Охота на червей у всех проходит по-разному: разные особи одного грибного вида могут реагировать на червей по-своему – они создают разные типы ловушек или размещают их по-своему. Один вид –
Пожираемый грибом круглый червь
Что мы можем сказать об общении грибов? В Италии, когда мы стояли, сгрудившись, у норы на земляном склоне, заглядывая внутрь ее, я пытался представить эту сцену с точки зрения гриба. В возбуждении Парид предложил лирическую интерпретацию: «Трюфель и его дерево – как любовники, или как муж и жена, – тихо и проникновенно проговорил он. – Если нити разорваны, назад пути нет. Связь потеряна навсегда. Трюфель был рожден из корня этого дерева, защищенного дикой розой. – Он указал на колючие заросли. – Он лежал внутри, защищенный шипами, как Спящая красавица, дожидаясь поцелуя собаки».
В академической среде преобладает мнение о том, что никакие существа, кроме людей, не способны на разумные и осмысленные взаимоотношения и что им ошибочно приписывают это. Трюфели не разговаривают, они некрасноречивы. Как и многие животные и растения, от которых зависит их существование, они реагируют на окружающий их мир бездумно, автоматически, рутинно – только бы увеличить свои шансы выжить. Разительным контрастом предстает полная ярких впечатлений человеческая жизнь, в которой количество стимулирующих воздействий плавно перетекает в качество ощущения; в которой стимулы вызывают эмоции; в которой мы реагируем эмоционально.
Я стоял, балансируя на землистом склоне, держа нос над пахучим грибным комком. Как я ни старался представить себе трюфель простым биороботом, в моем воображении он все время оживал.
Когда стараешься понять поведение любых других организмов, отличных от людей, легко впасть в одну из двух крайностей: либо считать их неодушевленными биороботами, либо приписывать им все богатство человеческого опыта. Если исходить из того, что грибы – лишь организмы, лишенные мозга и всякого примитивного устройства, необходимого, чтобы испытывать самые простые «ощущения», тогда их действия являются автоматическими реакциями на ряд биохимических стимулов. И тем не менее мицелий трюфелей, как и мицелий других видов грибов, испытывает воздействие окружающей среды и активно реагирует на него, причем непредсказуемым образом. Его гифы провоцируют химическое воздействие, они на него отвечают и приходят в возбуждение. Именно способность расшифровывать химические сигналы, испускаемые другими организмами, позволяет грибам устанавливать целый ряд сложных отношений с деревьями, кормиться за счет питательных веществ в почве, вступать в половые контакты, охотиться и отражать нападения.
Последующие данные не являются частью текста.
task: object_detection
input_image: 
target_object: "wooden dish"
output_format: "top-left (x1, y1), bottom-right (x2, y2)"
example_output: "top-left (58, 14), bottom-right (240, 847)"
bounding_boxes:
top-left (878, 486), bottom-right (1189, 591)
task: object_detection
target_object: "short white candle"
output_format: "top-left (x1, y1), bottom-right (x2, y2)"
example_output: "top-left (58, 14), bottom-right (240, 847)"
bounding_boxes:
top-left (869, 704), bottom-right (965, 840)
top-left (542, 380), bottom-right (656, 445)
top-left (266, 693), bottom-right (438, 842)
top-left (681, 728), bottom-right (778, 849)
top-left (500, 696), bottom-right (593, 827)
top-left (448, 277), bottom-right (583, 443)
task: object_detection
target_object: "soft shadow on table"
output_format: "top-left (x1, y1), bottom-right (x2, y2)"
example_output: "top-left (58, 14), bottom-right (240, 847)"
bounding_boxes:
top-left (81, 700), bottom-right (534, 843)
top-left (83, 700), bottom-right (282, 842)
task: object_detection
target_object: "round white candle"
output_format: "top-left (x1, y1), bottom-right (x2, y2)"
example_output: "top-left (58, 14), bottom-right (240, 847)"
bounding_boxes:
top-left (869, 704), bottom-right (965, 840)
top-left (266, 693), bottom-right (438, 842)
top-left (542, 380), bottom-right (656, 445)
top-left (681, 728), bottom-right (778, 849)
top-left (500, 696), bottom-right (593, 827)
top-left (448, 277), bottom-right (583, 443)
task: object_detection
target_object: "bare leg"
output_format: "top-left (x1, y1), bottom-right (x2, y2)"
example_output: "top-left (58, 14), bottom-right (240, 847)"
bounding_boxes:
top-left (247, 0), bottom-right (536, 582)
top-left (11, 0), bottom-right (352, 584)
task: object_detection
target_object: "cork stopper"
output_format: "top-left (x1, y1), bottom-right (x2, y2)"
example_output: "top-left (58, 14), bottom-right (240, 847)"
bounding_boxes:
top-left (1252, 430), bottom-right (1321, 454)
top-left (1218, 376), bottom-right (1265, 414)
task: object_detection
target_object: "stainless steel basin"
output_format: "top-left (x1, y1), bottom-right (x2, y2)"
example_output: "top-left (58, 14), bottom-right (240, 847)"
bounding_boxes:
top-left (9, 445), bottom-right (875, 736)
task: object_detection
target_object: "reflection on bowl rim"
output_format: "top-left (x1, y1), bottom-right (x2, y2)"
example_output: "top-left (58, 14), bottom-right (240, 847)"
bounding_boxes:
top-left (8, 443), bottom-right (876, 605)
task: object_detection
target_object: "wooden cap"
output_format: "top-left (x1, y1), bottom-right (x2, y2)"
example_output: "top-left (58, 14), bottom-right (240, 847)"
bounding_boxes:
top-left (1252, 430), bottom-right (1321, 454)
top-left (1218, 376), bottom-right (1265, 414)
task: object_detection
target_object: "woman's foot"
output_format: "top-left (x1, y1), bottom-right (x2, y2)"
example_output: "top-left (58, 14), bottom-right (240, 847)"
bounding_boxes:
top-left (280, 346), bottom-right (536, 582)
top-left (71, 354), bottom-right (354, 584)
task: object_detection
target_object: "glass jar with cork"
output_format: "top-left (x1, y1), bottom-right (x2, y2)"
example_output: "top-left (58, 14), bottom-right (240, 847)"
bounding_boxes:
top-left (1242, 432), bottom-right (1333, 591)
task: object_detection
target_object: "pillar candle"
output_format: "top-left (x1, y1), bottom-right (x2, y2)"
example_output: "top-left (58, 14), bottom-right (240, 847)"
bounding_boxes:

Антропоморфизм обычно рассматривается как иллюзия, которая, как какой-то волдырь, возникает в слабых человеческих умах – темных, недисциплинированных, незакаленных. На то есть серьезные причины. Когда мы «очеловечиваем» мир, мы можем помешать себе понять жизнь других существ и организмов в их собственном контексте. Но есть ли то, что мы можем пропустить, проглядеть или забыть заметить, занимая подобную позицию?
Биолог Робин Уолл Криммерер, член Нации граждан потаватоми, отмечает, что язык индейцев потаватоми изобилует глагольными формами, одушевляющими феномены, лежащие вне мира человека. Слово, обозначающее холм, например, является глаголом – «быть холмом». Холмы постоянно «холмятся», это «активные, живые» холмы. Вооружась такой «одушевляющией грамматикой», можно говорить о жизни других организмов, не низводя их до объектов неживой природы, но и не заимствуя традиционные гуманистические концепции. В английском языке, наоборот, пишет Криммерер, нельзя признать «простого существования другого живого существа». Если вы не относитесь к человеческому роду, вас тут же записывают в категорию «неодушевленных предметов»: «нечто», «вещь». Пожелай вы одолжить «человеческую» концепцию, чтобы определить суть стороннего организма, вы попадете в ловушку антропоморфизма. Если вы используете понятие «нечто», вы начинаете воспринимать эти организмы как неодушевленные и попадаете в другую западню.
Биологические реалии немонохромны. Почему описания и сравнения, которые мы используем при познании мира – наши инструменты, – должны быть такими примитивными? Разве нельзя расширить некоторые из привычных для нас концепций, таких как «разговаривать», «слышать» и «понимать»? Например, представить, что «говорить» можно не только ртом, «слышать» – не только ушами, «понимать» и «интерпретировать» – не только с помощью нервной системы. Способны ли мы на это, не подавляя иные формы жизни предубеждением и недомолвками?